Haven's genesis in 2008-2009 predated the modern survival genre, so we've always called it an MMO, and I think that's pretty clearly what Jorb and Loftar set out to make.
Ironically, they ended up with something far more similar to the survival genre, accidentally - Or I guess more properly through convergent evolution.
It wasn't until 2012-2013 with the advent of Rust and DayZ, and the plethora of games that followed (Ark, Conan Exiles, Etc), that the multiplayer survival genre really got fleshed out.
Let me ask you something - Does Haven have more in common with Rust/Ark/Conan or Albion/Eve Online?
To have an "eternal" world, you probably need to build it from the ground up to have a specific endgame market loop that goes to infinity, alongside substantial horizontal character progression that would take years to complete - Like Albion or EvE, where there are commodity markets that are stable despite player advancement, inflation is strongly controlled by "central bank" pressures which are simulated by the developers, item faucets are roughly scaled to item sinks, and accumulation of infinite wealth and horizontal character progression while interacting with the sandbox is basically the goal. Every time people get close to hitting completion of the horizontal character progression, the devs need to step in to add more content or another layer to progression, to keep things in balance. The markets also need to be delicately handled to stop run-away inflation (or botted deflation, which is why both EvE and Albion have task forces to combat botting AND RMT.)
Haven is SO MUCH more similar to Rust and other entries in the multiplayer survival genre. You gather resources in the world that aren't being bottlenecked at the faucet, bring them back to your base where you accumulate wealth quickly, and go through tiers of advancement. Once you hit the endgame, the game narrows considerably, just like it does in other survival games. The fact that there is incrementally infinite quality and character progression in Haven is nice, but not an adequate alternative to the core progression in the game. Haven differs from most survival games because of 1) its scale - it is absolutely larger in both size and concurrent player potential than most MMO shards; 2) the depth of its systems.
If you've ever hit the endgame in Haven, you'll know that item inflation is so stark that items which may have been worth a shit ton in the early game are so worthless you'd be unable to sell them in the endgame. That even applies to food and curios, which theoretically you'll always need. Back in W15 late game, people were attempting to sell entire cheese trays for a single coin - of lowest denomination coins we printed. They were not moving in the market, and kept in stock - Which was indicative that their actual value on the market was less than the smallest coin we circulated.

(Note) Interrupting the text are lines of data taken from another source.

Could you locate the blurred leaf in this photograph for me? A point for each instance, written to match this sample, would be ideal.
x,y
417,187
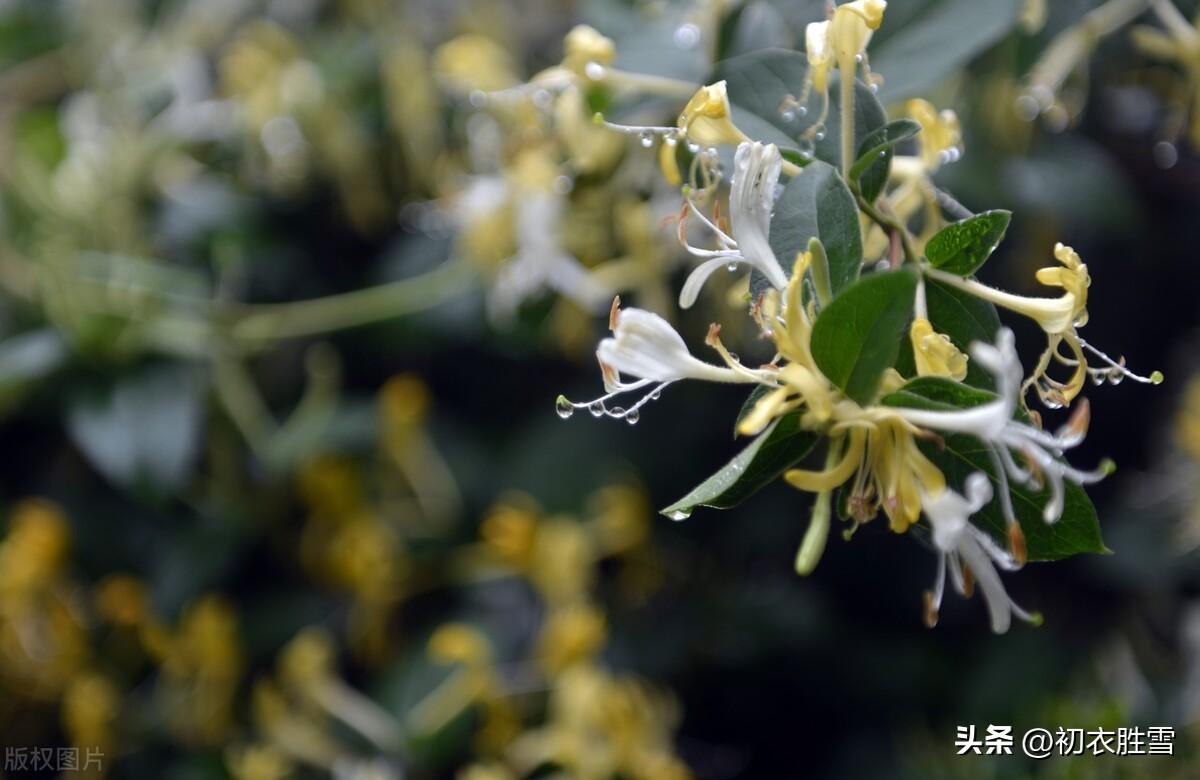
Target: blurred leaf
x,y
30,357
943,36
1077,532
817,204
874,163
144,431
772,453
754,27
858,334
963,247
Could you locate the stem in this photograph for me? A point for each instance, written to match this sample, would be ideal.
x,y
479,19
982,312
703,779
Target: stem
x,y
274,322
892,226
847,120
815,538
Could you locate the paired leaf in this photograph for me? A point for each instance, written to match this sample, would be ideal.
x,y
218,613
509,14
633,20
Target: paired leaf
x,y
959,455
934,39
857,336
870,171
817,204
779,448
961,247
760,85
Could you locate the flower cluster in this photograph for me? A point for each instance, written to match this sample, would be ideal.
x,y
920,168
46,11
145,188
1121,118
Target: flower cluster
x,y
838,330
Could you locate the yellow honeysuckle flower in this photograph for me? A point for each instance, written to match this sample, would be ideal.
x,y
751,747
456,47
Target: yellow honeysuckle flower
x,y
850,30
941,136
934,353
571,634
473,61
706,119
583,45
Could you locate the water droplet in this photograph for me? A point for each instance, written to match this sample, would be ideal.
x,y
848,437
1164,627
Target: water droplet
x,y
687,36
1165,155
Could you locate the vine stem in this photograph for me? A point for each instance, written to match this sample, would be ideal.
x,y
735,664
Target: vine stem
x,y
847,120
293,319
892,226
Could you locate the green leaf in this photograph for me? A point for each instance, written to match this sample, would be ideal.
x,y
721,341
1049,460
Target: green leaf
x,y
1077,532
936,39
817,204
772,453
144,431
857,336
961,247
870,171
965,319
760,82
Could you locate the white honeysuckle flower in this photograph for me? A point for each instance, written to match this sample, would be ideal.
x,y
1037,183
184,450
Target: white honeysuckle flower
x,y
756,168
994,425
646,347
961,545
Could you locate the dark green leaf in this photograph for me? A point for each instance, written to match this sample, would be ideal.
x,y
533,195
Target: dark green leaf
x,y
772,453
965,319
760,82
857,336
961,247
940,37
870,171
817,204
1077,532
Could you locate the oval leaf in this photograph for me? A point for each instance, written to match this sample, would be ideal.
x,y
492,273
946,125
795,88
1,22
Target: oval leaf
x,y
857,336
779,448
961,247
817,204
870,171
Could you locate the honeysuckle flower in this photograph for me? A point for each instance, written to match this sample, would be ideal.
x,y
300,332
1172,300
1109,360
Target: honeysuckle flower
x,y
820,54
756,168
850,30
646,347
995,426
934,353
1060,318
706,119
967,551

Even if we theoretically revamped or overhauled all of Haven's systems to better fit an eternal realm like EvE or Albion - What's going to happen to the market? Bots, once set up, are extremely good at producing insane amounts of items that regular play can't replicate. If a botter makes all the cheese, it makes your own market contribution worth the same amounts as the bots. Which is to say, almost nothing, because they can always undercut you - IF people even care enough to buy whatever it is you're producing.

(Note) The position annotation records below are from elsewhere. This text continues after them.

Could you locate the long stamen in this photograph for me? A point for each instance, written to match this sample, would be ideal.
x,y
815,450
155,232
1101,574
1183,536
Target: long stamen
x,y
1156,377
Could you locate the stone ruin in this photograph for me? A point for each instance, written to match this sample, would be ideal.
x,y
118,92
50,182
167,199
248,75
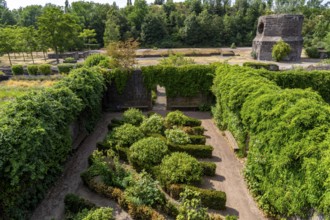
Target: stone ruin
x,y
273,28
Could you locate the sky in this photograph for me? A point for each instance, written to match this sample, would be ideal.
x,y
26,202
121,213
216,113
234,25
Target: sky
x,y
15,4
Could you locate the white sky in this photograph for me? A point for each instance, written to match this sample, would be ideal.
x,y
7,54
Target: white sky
x,y
14,4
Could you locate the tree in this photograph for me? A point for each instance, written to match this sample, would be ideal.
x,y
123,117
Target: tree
x,y
57,28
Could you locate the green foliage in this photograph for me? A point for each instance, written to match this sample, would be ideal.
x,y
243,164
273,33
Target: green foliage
x,y
44,69
133,116
191,207
95,60
198,151
147,153
182,81
17,69
312,52
145,191
179,168
153,125
288,131
176,60
280,50
32,69
65,68
74,204
177,136
69,60
103,213
209,168
125,135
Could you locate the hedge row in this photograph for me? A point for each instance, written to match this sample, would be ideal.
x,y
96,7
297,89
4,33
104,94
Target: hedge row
x,y
199,151
35,139
288,136
182,81
210,198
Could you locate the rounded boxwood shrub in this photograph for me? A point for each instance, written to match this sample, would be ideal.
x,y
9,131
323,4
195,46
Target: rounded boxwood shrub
x,y
177,136
125,135
147,153
94,60
179,168
44,69
17,70
32,69
133,116
280,50
153,124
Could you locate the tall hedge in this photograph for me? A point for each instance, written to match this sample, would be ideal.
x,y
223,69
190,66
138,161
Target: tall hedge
x,y
35,139
185,81
288,135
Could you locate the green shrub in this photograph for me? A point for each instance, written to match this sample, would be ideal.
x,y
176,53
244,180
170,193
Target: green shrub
x,y
177,136
74,204
145,191
197,139
179,168
153,125
133,116
147,153
209,168
95,60
312,52
69,60
191,206
44,69
32,69
198,151
125,135
104,213
17,70
65,68
280,50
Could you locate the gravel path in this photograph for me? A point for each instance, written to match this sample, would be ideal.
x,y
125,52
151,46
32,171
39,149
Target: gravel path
x,y
52,206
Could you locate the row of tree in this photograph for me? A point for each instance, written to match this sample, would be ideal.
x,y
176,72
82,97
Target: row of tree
x,y
209,23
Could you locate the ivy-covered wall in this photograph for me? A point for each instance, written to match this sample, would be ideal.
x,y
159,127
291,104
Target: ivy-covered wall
x,y
289,140
35,139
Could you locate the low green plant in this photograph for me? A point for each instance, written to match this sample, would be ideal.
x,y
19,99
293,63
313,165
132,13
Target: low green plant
x,y
32,69
44,69
145,191
191,206
17,69
133,116
179,168
124,135
280,50
147,153
153,125
176,136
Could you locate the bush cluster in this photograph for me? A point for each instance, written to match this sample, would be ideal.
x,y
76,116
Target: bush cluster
x,y
179,168
288,133
147,153
35,139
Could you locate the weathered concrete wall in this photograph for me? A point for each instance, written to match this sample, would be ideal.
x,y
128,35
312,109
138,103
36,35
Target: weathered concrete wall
x,y
188,102
274,28
135,95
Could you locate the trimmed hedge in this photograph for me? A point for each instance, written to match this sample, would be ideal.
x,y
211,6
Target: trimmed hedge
x,y
181,81
209,168
210,198
288,136
35,140
199,151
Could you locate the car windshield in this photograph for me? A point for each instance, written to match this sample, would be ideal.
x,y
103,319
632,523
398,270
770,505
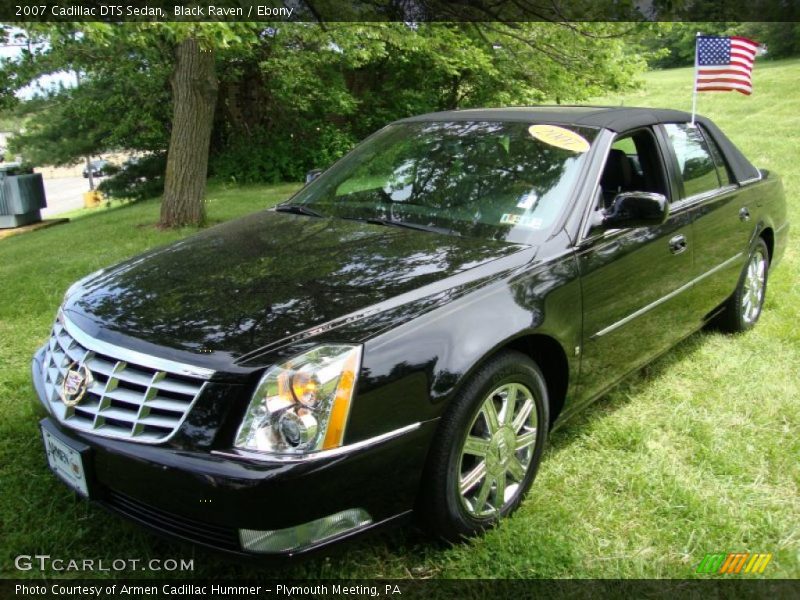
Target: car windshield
x,y
502,180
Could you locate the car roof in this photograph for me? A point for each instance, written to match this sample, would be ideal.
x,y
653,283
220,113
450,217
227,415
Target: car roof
x,y
615,118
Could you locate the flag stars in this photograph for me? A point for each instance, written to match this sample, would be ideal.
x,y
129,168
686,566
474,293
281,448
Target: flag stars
x,y
713,51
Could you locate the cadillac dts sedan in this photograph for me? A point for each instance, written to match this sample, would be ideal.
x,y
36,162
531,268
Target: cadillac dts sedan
x,y
400,336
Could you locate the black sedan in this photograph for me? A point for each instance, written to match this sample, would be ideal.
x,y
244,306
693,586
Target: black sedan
x,y
99,168
402,334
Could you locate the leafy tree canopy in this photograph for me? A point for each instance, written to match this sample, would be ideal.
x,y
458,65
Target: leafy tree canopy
x,y
293,96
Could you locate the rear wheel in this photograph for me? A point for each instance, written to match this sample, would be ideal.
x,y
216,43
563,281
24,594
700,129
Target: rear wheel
x,y
488,448
743,308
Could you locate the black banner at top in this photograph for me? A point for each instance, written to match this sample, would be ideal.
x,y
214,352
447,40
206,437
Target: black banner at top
x,y
397,10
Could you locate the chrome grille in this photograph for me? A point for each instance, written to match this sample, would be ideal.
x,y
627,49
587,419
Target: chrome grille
x,y
124,400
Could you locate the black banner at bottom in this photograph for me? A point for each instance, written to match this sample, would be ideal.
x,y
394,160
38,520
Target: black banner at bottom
x,y
431,588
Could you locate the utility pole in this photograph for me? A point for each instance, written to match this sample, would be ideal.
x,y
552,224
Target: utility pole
x,y
88,158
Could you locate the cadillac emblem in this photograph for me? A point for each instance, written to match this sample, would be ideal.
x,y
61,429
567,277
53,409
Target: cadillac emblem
x,y
76,381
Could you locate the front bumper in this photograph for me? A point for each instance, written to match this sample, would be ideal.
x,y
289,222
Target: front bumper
x,y
207,497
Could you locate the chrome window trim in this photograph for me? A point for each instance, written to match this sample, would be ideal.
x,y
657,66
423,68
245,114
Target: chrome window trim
x,y
132,356
263,457
666,297
691,201
603,146
752,179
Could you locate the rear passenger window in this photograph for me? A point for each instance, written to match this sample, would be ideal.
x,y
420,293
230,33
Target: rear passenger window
x,y
722,167
694,160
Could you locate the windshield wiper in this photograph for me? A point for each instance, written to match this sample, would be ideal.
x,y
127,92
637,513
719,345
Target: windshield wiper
x,y
297,209
405,224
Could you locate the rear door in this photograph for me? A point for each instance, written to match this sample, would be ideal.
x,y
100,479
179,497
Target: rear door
x,y
633,279
722,226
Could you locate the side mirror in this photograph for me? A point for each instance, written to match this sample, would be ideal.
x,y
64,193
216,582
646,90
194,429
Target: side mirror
x,y
312,175
636,209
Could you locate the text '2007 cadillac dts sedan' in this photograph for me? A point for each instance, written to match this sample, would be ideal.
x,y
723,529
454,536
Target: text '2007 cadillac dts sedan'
x,y
403,333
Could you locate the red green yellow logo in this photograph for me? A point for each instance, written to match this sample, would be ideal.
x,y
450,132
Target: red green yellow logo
x,y
734,563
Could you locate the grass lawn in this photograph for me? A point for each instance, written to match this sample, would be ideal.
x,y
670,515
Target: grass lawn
x,y
697,454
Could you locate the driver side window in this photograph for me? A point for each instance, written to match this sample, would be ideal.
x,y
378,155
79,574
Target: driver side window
x,y
633,165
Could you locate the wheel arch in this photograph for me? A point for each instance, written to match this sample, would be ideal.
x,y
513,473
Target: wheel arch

On the other hand, with a reset system, botters need to justify setting up their entire bot operations again and again. The shorter the world, the less payoff they get for this, and the less power imbalance/unfairness is created. The Laissez-Faire system that Jorb and Loftar prefers, and the systems already in the game, are just better suited for the seasonal survival model than they are the eternal MMO server model.